Her column very neatly and concisely summed up why it is so urgent that the threat posed by Saddam Hussein and his addiction to weapons of mass destruction be dealt with once and for all. I think her excellent column today will go some distance in helping the anti-war crowd understand just what is at stake here.
Sean Walston
sixth-year graduate
physics
Eugenics proposal should prompt action
In 1729, Jonathan Swift published “A Modest Proposal.” The pamphlet concerned a plan to sell poor Irish Catholic babies into a meat market to feed rich land owners. The satirical piece was addressing the overwhelming poverty and unemployment of his countrymen. Probably to Swift’s disappointment, the article did not cause the shock he intended, and was largely dismissed as a joke.
Peter Sur did not have this problem. While I do not know him and therefore couldn’t state for certain whether he believes his stance in “Selective euthanasia can save the world” (ODE, Feb. 7), the tone of his article suggests not. Rather, he seems to be following Swift’s model, begging awareness for problems which require more creative answers than those currently offered.
The response to this article has been disappointing. Yes, eugenics plans should be considered evil. But what solutions should be considered in a government that will not provide adequate funding to care for the homeless, sick, prisoners and other “undesirables”? What’s more, how better to take care of the dissidents whose freedoms our government seems bent on suppressing?
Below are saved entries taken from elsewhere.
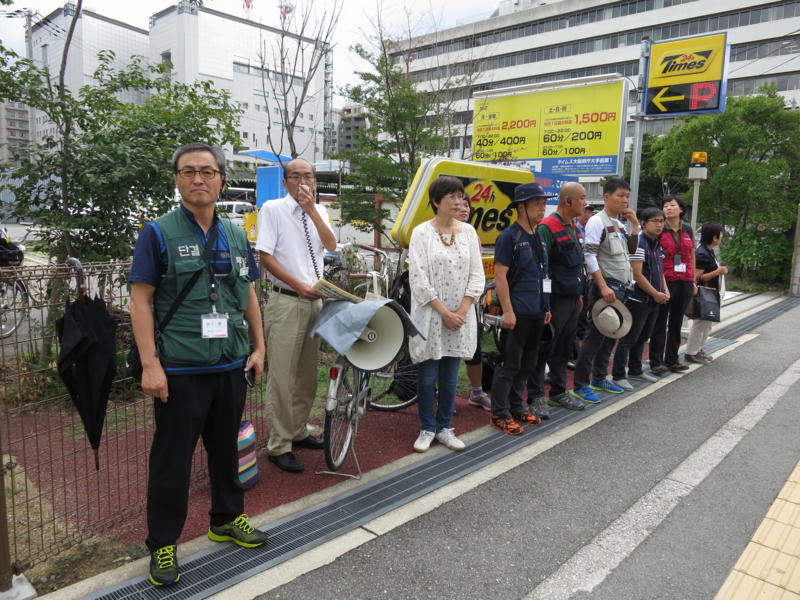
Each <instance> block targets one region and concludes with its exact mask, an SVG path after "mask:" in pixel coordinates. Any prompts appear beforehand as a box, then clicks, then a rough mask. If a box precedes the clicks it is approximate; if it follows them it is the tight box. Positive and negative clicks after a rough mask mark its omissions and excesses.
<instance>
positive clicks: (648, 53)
mask: <svg viewBox="0 0 800 600" xmlns="http://www.w3.org/2000/svg"><path fill="white" fill-rule="evenodd" d="M649 56H650V38H647V37H643V38H642V44H641V52H640V54H639V85H638V86H637V87H636V114H635V115H634V117H633V118H634V119H635V124H634V127H633V148H632V149H631V180H630V182H629V183H630V184H631V199H630V202H629V203H628V207H629V208H631V209H633V210H634V211H635V210H636V207H637V205H638V204H639V172H640V171H641V169H642V136H643V135H644V122H643V121H644V103H645V101H646V95H647V90H646V89H645V87H644V80H645V73H647V58H648V57H649Z"/></svg>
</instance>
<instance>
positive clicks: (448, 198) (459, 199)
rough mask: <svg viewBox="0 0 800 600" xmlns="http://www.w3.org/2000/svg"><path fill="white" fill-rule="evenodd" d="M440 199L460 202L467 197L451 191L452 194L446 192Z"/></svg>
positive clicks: (463, 194) (466, 197)
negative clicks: (446, 193)
mask: <svg viewBox="0 0 800 600" xmlns="http://www.w3.org/2000/svg"><path fill="white" fill-rule="evenodd" d="M442 199H443V200H444V199H447V200H450V201H451V202H460V201H461V200H466V199H467V197H466V196H465V195H464V194H462V193H460V192H453V193H452V194H447V196H442Z"/></svg>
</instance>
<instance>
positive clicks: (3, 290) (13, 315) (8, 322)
mask: <svg viewBox="0 0 800 600" xmlns="http://www.w3.org/2000/svg"><path fill="white" fill-rule="evenodd" d="M27 309H28V294H27V293H26V292H25V286H24V285H23V284H22V282H21V281H16V280H15V281H0V338H7V337H8V336H10V335H11V334H12V333H14V332H15V331H16V330H17V329H18V328H19V326H20V324H21V323H22V321H23V320H24V319H25V316H26V314H27Z"/></svg>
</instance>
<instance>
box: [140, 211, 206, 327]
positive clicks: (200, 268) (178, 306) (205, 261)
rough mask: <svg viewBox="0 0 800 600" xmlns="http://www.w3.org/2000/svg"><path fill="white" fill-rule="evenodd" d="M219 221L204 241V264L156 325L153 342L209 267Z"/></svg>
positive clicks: (186, 282)
mask: <svg viewBox="0 0 800 600" xmlns="http://www.w3.org/2000/svg"><path fill="white" fill-rule="evenodd" d="M219 227H220V221H219V220H218V221H217V223H216V225H214V226H213V227H212V228H211V233H210V234H209V236H208V241H206V249H205V251H204V252H203V262H204V263H206V264H205V265H203V266H202V267H200V268H199V269H197V271H195V272H194V275H192V278H191V279H190V280H189V281H187V282H186V285H185V286H183V289H182V290H181V293H180V294H178V297H177V298H175V302H173V303H172V306H170V308H169V312H167V314H166V316H165V317H164V318H163V319H162V320H161V323H159V324H158V328H157V329H156V331H155V334H154V335H153V339H154V341H156V342H157V341H158V338H160V337H161V334H162V332H163V331H164V330H165V329H166V328H167V325H169V322H170V321H171V320H172V317H174V316H175V313H176V312H178V307H179V306H180V305H181V304H183V301H184V300H186V296H188V295H189V292H190V291H191V289H192V288H193V287H194V284H195V283H197V280H198V279H200V274H201V273H202V272H203V270H204V269H205V268H206V266H209V267H210V263H209V262H208V259H209V258H210V257H211V248H213V246H214V243H215V242H216V241H217V234H218V233H219Z"/></svg>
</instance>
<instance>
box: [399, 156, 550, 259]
mask: <svg viewBox="0 0 800 600" xmlns="http://www.w3.org/2000/svg"><path fill="white" fill-rule="evenodd" d="M439 175H452V176H453V177H458V178H459V179H460V180H461V182H462V183H463V184H464V189H465V191H466V192H467V195H468V196H469V198H470V201H471V202H472V206H474V207H475V214H473V216H472V220H471V221H470V223H471V224H472V226H473V227H475V230H476V231H477V232H478V237H480V239H481V243H482V244H483V245H485V246H490V245H494V243H495V240H496V239H497V236H498V235H500V232H501V231H503V229H505V228H506V227H508V226H509V225H511V223H513V222H514V221H515V220H516V211H514V210H513V209H512V208H511V207H510V206H509V204H510V203H511V198H513V197H514V189H515V188H516V187H517V186H518V185H522V184H523V183H532V182H533V181H534V177H533V173H531V172H530V171H522V170H520V169H517V168H513V167H505V166H499V165H492V164H485V163H477V162H472V161H466V160H452V159H447V158H432V159H431V160H429V161H428V162H427V163H425V164H424V165H422V166H421V167H420V168H419V170H418V171H417V174H416V175H415V176H414V181H413V182H412V184H411V187H410V188H409V191H408V195H407V196H406V200H405V202H404V203H403V206H402V208H401V209H400V214H399V215H398V217H397V220H396V221H395V224H394V227H393V228H392V238H394V240H395V241H396V242H397V243H399V244H400V246H401V247H403V248H408V243H409V242H410V241H411V232H412V231H413V229H414V227H416V226H417V225H419V224H420V223H424V222H425V221H428V220H430V219H432V218H433V209H432V208H431V207H430V201H429V198H428V187H429V186H430V184H431V183H432V182H433V180H434V179H436V178H437V177H439ZM493 265H494V263H492V268H494V266H493Z"/></svg>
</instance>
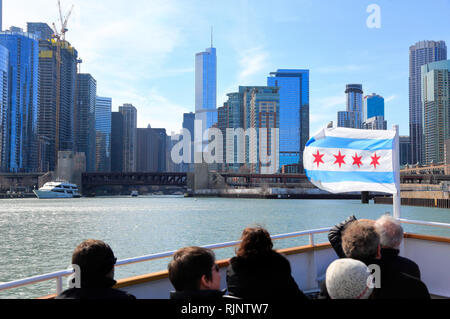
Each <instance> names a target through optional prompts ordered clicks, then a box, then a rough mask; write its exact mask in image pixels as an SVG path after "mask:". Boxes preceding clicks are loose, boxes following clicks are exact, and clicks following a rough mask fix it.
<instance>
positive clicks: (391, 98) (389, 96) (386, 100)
mask: <svg viewBox="0 0 450 319" xmlns="http://www.w3.org/2000/svg"><path fill="white" fill-rule="evenodd" d="M396 98H397V95H396V94H393V95H391V96H389V97H387V98H385V99H384V103H389V102H391V101H393V100H395V99H396Z"/></svg>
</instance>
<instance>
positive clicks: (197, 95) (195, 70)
mask: <svg viewBox="0 0 450 319" xmlns="http://www.w3.org/2000/svg"><path fill="white" fill-rule="evenodd" d="M216 87H217V57H216V49H215V48H213V47H212V43H211V47H210V48H208V49H206V50H205V52H200V53H197V54H196V55H195V119H196V120H201V121H202V134H203V133H204V132H205V131H206V129H208V128H211V127H212V126H213V125H214V123H216V122H217V104H216V94H217V89H216ZM202 140H203V143H204V144H206V143H207V142H208V140H207V139H203V138H202ZM196 151H201V150H196Z"/></svg>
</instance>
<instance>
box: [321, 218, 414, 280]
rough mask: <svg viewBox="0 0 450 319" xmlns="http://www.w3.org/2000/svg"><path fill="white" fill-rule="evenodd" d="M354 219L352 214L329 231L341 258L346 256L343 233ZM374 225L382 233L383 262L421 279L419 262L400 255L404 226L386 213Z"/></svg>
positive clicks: (338, 256)
mask: <svg viewBox="0 0 450 319" xmlns="http://www.w3.org/2000/svg"><path fill="white" fill-rule="evenodd" d="M354 221H356V217H355V216H351V217H349V218H347V219H346V220H345V221H343V222H342V223H340V224H338V225H336V226H334V227H333V228H332V229H331V230H330V232H329V233H328V239H329V241H330V243H331V245H332V247H333V249H334V250H335V252H336V254H337V255H338V257H339V258H345V257H346V256H345V253H344V252H343V250H342V239H341V237H342V233H343V232H344V230H345V228H346V227H347V226H348V225H350V224H351V223H352V222H354ZM374 225H375V229H376V231H377V232H378V234H379V235H380V243H381V259H382V261H383V263H385V264H389V266H390V267H391V268H392V269H393V270H398V271H401V272H404V273H406V274H408V275H411V276H414V277H416V278H419V279H420V270H419V267H418V266H417V264H416V263H415V262H414V261H412V260H410V259H408V258H404V257H401V256H399V252H400V250H399V247H400V244H401V242H402V240H403V228H402V226H401V225H400V223H399V222H398V221H397V220H396V219H395V218H393V217H391V216H389V215H384V216H381V217H380V218H379V219H378V220H377V221H376V222H375V224H374Z"/></svg>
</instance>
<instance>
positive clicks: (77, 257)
mask: <svg viewBox="0 0 450 319" xmlns="http://www.w3.org/2000/svg"><path fill="white" fill-rule="evenodd" d="M115 263H116V258H115V257H114V253H113V251H112V249H111V247H109V245H108V244H106V243H104V242H103V241H101V240H94V239H88V240H85V241H83V242H82V243H81V244H79V245H78V246H77V247H76V248H75V250H74V252H73V254H72V264H75V265H78V266H79V267H80V271H81V283H82V287H83V285H84V286H86V285H88V284H89V283H90V282H93V281H98V280H100V279H103V278H105V277H106V275H107V274H109V273H110V272H111V270H113V268H114V264H115Z"/></svg>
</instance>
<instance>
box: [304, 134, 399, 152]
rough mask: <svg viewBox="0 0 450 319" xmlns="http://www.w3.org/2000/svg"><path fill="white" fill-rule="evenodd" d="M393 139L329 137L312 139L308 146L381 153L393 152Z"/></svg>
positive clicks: (327, 136) (308, 142)
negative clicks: (383, 152) (334, 148)
mask: <svg viewBox="0 0 450 319" xmlns="http://www.w3.org/2000/svg"><path fill="white" fill-rule="evenodd" d="M393 142H394V140H393V139H386V140H380V139H356V138H344V137H333V136H327V137H325V138H322V139H320V140H315V139H314V138H312V139H311V140H309V141H308V143H307V144H306V146H310V147H321V148H347V149H356V150H361V151H380V150H391V149H392V148H393Z"/></svg>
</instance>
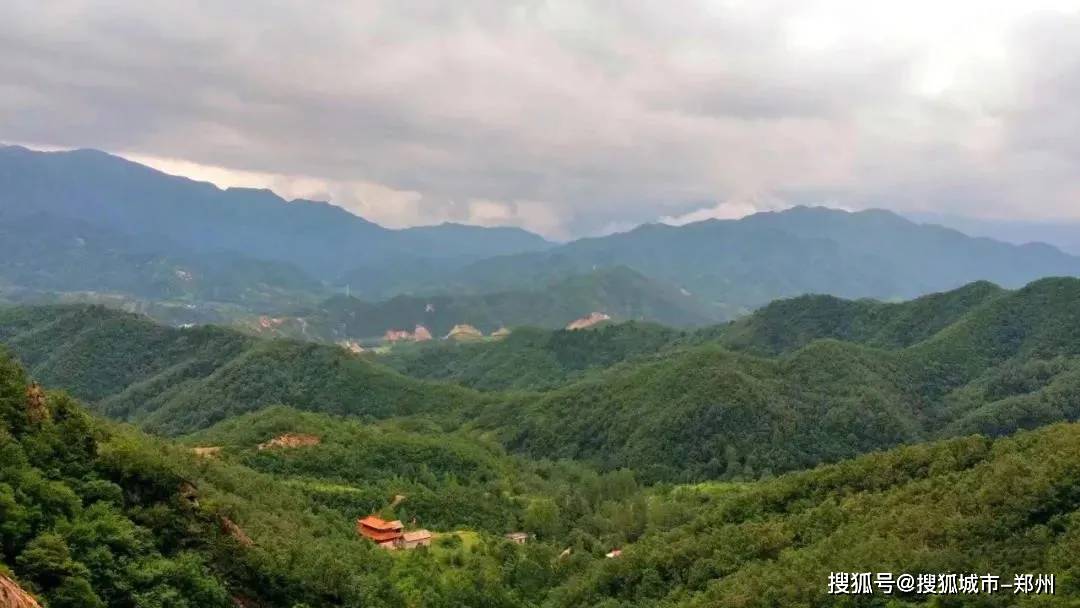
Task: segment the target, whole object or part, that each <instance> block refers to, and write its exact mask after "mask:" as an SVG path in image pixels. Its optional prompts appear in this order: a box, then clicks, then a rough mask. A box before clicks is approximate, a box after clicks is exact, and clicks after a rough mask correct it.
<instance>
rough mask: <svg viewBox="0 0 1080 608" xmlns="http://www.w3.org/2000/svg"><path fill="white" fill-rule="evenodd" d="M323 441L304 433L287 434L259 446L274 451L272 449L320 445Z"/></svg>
mask: <svg viewBox="0 0 1080 608" xmlns="http://www.w3.org/2000/svg"><path fill="white" fill-rule="evenodd" d="M320 443H322V440H321V438H319V437H318V436H315V435H306V434H303V433H285V434H283V435H278V436H276V437H274V438H272V440H270V441H268V442H266V443H261V444H259V446H258V447H259V449H272V448H292V447H303V446H309V445H319V444H320Z"/></svg>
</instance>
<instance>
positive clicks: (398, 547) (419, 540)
mask: <svg viewBox="0 0 1080 608" xmlns="http://www.w3.org/2000/svg"><path fill="white" fill-rule="evenodd" d="M395 544H396V546H397V549H416V548H418V546H429V545H430V544H431V532H430V531H428V530H411V531H408V532H405V533H403V535H402V538H401V540H400V541H397V542H396V543H395Z"/></svg>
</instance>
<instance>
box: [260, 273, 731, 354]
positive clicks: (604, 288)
mask: <svg viewBox="0 0 1080 608" xmlns="http://www.w3.org/2000/svg"><path fill="white" fill-rule="evenodd" d="M592 312H600V313H606V314H608V315H610V316H612V317H613V319H615V320H617V321H632V320H638V321H642V320H648V321H653V322H657V323H662V324H665V325H672V326H677V327H685V326H700V325H707V324H712V323H716V322H718V321H720V320H721V319H723V317H724V315H723V313H721V311H717V310H714V309H712V308H711V307H708V306H706V305H705V303H704V302H702V301H701V300H699V299H698V298H696V297H693V296H692V295H689V294H685V293H681V292H679V289H678V288H676V287H673V286H671V285H666V284H663V283H661V282H658V281H653V280H651V279H648V278H646V276H644V275H642V274H640V273H638V272H636V271H634V270H631V269H629V268H626V267H615V268H605V269H600V270H596V271H594V272H588V273H584V274H580V275H572V276H568V278H566V279H562V280H557V281H552V282H550V283H549V284H546V285H540V286H535V287H530V288H519V289H510V291H500V292H491V293H483V294H456V293H442V294H433V295H431V296H410V295H400V296H395V297H393V298H390V299H386V300H381V301H375V302H372V301H366V300H362V299H357V298H354V297H347V296H341V295H338V296H334V297H332V298H329V299H327V300H326V301H323V302H321V303H320V305H319V306H315V307H312V308H310V309H309V310H305V311H301V312H300V313H298V314H296V315H292V316H289V315H285V316H282V317H278V319H276V320H275V321H274V324H273V326H272V327H268V328H266V330H265V332H261V333H267V332H269V333H271V334H272V335H279V336H291V337H296V338H307V339H319V340H323V341H338V340H342V339H350V340H365V339H372V338H378V337H380V336H382V335H383V334H386V333H387V332H389V330H391V329H401V330H411V329H413V328H414V327H416V326H423V327H426V328H427V329H429V330H430V332H432V333H433V334H435V335H436V336H445V335H446V334H447V332H449V330H450V329H451V328H453V327H454V326H455V325H459V324H468V325H472V326H475V327H477V328H478V329H480V330H482V332H483V333H485V334H490V333H492V332H495V330H497V329H499V328H502V327H517V326H525V325H528V326H536V327H544V328H549V329H559V328H563V327H565V326H566V325H567V324H568V323H571V322H573V321H575V320H577V319H579V317H582V316H585V315H589V314H590V313H592Z"/></svg>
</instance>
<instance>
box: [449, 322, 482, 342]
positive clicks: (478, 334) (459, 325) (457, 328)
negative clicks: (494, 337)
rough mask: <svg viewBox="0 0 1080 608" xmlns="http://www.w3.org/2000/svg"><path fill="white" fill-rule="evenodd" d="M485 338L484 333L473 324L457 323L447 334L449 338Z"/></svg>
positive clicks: (468, 339) (453, 338)
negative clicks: (473, 325) (469, 324)
mask: <svg viewBox="0 0 1080 608" xmlns="http://www.w3.org/2000/svg"><path fill="white" fill-rule="evenodd" d="M482 338H484V333H483V332H481V330H480V329H477V328H475V327H473V326H472V325H467V324H461V325H455V326H454V328H453V329H450V333H449V334H447V335H446V339H448V340H480V339H482Z"/></svg>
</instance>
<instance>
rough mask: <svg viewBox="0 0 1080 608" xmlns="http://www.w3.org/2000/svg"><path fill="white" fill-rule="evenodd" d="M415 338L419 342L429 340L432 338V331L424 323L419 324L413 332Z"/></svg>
mask: <svg viewBox="0 0 1080 608" xmlns="http://www.w3.org/2000/svg"><path fill="white" fill-rule="evenodd" d="M413 339H414V340H416V341H418V342H427V341H428V340H430V339H431V332H429V330H428V328H427V327H424V326H423V325H417V326H416V330H414V332H413Z"/></svg>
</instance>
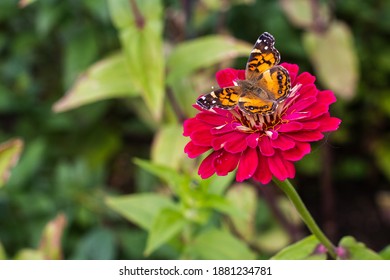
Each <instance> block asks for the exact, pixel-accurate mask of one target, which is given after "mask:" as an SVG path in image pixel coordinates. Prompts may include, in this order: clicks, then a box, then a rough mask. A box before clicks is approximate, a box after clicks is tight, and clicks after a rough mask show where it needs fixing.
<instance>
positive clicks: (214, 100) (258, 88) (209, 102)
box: [196, 32, 291, 115]
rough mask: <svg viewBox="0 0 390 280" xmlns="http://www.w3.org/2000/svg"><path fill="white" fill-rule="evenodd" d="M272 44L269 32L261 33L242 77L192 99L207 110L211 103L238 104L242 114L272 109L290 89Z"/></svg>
mask: <svg viewBox="0 0 390 280" xmlns="http://www.w3.org/2000/svg"><path fill="white" fill-rule="evenodd" d="M274 44H275V39H274V37H273V36H272V35H271V34H270V33H268V32H264V33H263V34H261V35H260V37H259V38H258V39H257V41H256V43H255V45H254V47H253V49H252V51H251V53H250V56H249V59H248V61H247V63H246V69H245V80H236V81H235V83H234V84H235V85H234V86H231V87H224V88H220V89H217V90H214V91H212V92H210V93H208V94H205V95H203V96H201V97H199V98H198V100H197V101H196V103H197V104H198V105H199V106H200V107H202V108H203V109H207V110H208V109H211V108H213V107H217V108H221V109H225V110H231V109H234V108H235V107H236V106H238V108H239V109H240V110H241V111H242V112H243V113H244V114H252V115H255V114H260V115H269V114H272V113H274V112H275V110H276V108H277V106H278V104H279V103H280V102H283V101H284V100H285V99H286V98H287V97H288V96H289V94H290V89H291V81H290V75H289V73H288V71H287V70H286V69H285V68H284V67H283V66H280V65H277V64H278V63H279V62H280V53H279V51H278V50H277V49H276V48H275V47H274Z"/></svg>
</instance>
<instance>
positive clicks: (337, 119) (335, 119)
mask: <svg viewBox="0 0 390 280" xmlns="http://www.w3.org/2000/svg"><path fill="white" fill-rule="evenodd" d="M340 123H341V120H340V119H338V118H334V117H329V118H327V120H326V121H322V122H321V124H320V130H321V131H322V132H328V131H335V130H337V129H338V128H339V126H340Z"/></svg>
Our nation is burdened by problems that our leaders would rather ignore than address. However, unless Sur’s plan is carried out, we cannot expect society’s problems to simply “go away.” This proposal should be seen as a call to action, not to mobilize for selective euthanasia, but to invent creative and constructive solutions to the very real issues we face. Surely we can do better than Sur’s.
Katie Drueding
junior
history
Put your butt
where your mouth is
I read the Oregon Daily Emerald almost every day. And I’ve been noticing an increase in passionately worded commentaries and letters to the editor praising the merits of a “preemptive” attack on Iraq and deploring all of us willy-nilly (even treasonous) “peaceniks,” who aren’t convinced that such a war would be either necessary or just.
So, I’m wondering, why aren’t all of you pro-war (and oh so knowledgeable) tough-talkers in the military? I mean, shouldn’t someone who believes so passionately in a hyper-militaristic foreign policy be willing to put their pro-war butts on the line for their supposed convictions?